El Secretario de la Regencia de Aranjuez, se expresaba así, recordando los incidentes de nuestra vida nacional:

«Y aquella fuerza indómita, impaciente,

en tan estrechos términos no pudo

contenerse, y rompió: como torrente

llevó tras si la agitación, la guerra,

y fatigó con crímenes la tierra.

Indignamente hollada

gimió la dulce Italia; arder el Sena,

en discordias se vio; la África esclava;

el Bátavo industrioso

al hierro dado y devorante fuego.

¿De vuestro orgullo en su insolencia ciego,

quién salvarse logró? Ni al indio pudo

guardar un ponto inmenso, borrascoso,

de sus sencillos lares

inútil valladar; de horror cubierto

vuestro genio feroz hiende los mares

y es la inocente América un desierto».

Por todas estas cosas, Europa, indignada, cayó sobre nosotros y nos oprimió. Pero donde la musa de Quintana raya a mayor altura poética y a menor altura la serenidad histórica, es en El Panteón del Escorial, donde exclama el vate:

«¿Qué vale ¡oh Escorial! que al mundo asombres

con la pompa y beldad que en ti se encierra,

si al fin eres padrón sobre la tierra

de la infamia del arte y de los hombres?

y bajando a los panteones, oye un grito.

Y en medio de la estancia pavorosa

un joven se presenta augusto y bello.

En su lívido cuello

del nudo atroz que le arrancó la vida

aún mostraba la huella sanguinosa;

y una dama a par de él también se vela,

que a fuer de astro benigno entre esplendores

con su hermosura celestial seria

del mundo todo adoración y amores.

¿Quién sois?, iba a decir, cuando a otra parte

alzarse vi una sombra, cuyo aspecto

de odio a un tiempo y horror me estremecía.
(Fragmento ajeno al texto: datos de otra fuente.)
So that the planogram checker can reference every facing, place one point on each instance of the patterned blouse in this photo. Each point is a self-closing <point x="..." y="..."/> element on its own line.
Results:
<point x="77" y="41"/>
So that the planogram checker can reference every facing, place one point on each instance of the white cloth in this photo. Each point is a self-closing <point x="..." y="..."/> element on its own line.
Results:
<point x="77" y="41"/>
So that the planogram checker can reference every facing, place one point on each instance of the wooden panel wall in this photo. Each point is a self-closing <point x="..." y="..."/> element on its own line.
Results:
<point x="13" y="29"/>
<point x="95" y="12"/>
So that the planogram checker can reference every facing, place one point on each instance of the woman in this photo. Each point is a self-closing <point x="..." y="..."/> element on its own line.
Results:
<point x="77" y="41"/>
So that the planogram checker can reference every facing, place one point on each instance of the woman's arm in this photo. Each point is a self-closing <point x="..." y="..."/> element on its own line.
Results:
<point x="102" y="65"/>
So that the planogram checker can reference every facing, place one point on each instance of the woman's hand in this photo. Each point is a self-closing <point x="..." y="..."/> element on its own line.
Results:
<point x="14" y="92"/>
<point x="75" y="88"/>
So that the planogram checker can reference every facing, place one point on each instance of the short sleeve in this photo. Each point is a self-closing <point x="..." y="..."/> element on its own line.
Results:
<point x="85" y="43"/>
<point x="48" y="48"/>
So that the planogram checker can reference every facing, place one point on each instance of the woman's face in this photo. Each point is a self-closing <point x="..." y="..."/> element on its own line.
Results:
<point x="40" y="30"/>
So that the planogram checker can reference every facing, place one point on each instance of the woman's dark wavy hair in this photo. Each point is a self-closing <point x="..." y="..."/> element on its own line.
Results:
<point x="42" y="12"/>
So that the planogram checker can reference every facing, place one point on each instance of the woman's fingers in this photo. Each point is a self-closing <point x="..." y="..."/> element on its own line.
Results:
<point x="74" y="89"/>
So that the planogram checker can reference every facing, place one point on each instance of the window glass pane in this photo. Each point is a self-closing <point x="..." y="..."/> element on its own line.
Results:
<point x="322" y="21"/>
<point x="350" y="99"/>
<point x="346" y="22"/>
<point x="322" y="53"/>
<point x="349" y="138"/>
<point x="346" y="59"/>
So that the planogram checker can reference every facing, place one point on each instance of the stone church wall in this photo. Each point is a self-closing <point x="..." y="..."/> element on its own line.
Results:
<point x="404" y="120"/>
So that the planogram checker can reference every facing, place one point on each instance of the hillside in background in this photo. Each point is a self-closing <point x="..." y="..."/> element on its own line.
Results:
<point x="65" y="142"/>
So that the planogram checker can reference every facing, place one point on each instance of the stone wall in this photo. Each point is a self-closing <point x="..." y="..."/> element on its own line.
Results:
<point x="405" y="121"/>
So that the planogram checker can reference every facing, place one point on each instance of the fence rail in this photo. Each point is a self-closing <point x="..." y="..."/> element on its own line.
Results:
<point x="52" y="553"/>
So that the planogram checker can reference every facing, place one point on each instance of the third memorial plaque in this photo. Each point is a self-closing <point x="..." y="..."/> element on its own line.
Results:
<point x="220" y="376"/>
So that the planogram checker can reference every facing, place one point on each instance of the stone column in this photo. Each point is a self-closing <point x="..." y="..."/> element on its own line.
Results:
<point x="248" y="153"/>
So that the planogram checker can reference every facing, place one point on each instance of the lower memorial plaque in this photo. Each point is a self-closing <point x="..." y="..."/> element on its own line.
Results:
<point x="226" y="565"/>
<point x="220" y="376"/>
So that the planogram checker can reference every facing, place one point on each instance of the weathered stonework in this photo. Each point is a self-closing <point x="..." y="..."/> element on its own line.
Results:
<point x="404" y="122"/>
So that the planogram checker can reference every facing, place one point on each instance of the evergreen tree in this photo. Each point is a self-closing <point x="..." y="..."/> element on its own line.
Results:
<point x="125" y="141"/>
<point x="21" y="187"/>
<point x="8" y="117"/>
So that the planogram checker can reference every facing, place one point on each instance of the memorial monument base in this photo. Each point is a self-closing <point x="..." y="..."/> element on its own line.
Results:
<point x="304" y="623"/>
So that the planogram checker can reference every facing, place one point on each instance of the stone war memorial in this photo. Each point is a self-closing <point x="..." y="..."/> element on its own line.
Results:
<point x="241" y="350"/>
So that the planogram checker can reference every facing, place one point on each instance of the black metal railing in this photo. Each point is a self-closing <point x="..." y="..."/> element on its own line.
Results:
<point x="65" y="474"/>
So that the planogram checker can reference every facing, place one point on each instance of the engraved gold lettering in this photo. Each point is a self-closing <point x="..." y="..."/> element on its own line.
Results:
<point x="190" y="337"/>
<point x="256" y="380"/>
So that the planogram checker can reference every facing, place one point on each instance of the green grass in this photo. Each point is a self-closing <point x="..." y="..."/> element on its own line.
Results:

El insaciable y velador cuidado,

la sospecha alevosa, el negro encono,

de aquella frente pálida y odiosa

hicieron siempre abominable trono.

La aleve hipocresía

en sed de sangre y de dominio ardiendo,

en sus ojos de víbora lucía.

El rostro enjuto y míseras facciones

de su carácter vil eran señales,

y blanca y pobre barba las cubría,

cual yerba ponzoñosa entre arenales…».

Y la lúgubre composición termina con una imprecación de Carlos V a su hijo:

«¿Las oyes? Esas voces

de maldición y escándalo sonando

de siglo en siglo irán, de gente en gente,

Yo el trono abandoné: te cedí el mando,

te vi reinar… ¡Oh, errores! ¡Oh, imprudente

temeridad! ¡Oh, míseros humanos!

Si vosotros no hacéis vuestra ventura,

¿La lograréis jamás de los tiranos?».

Las Cortes de Cádiz y el secretario de la Regencia, estaban en punto a historia a la misma altura.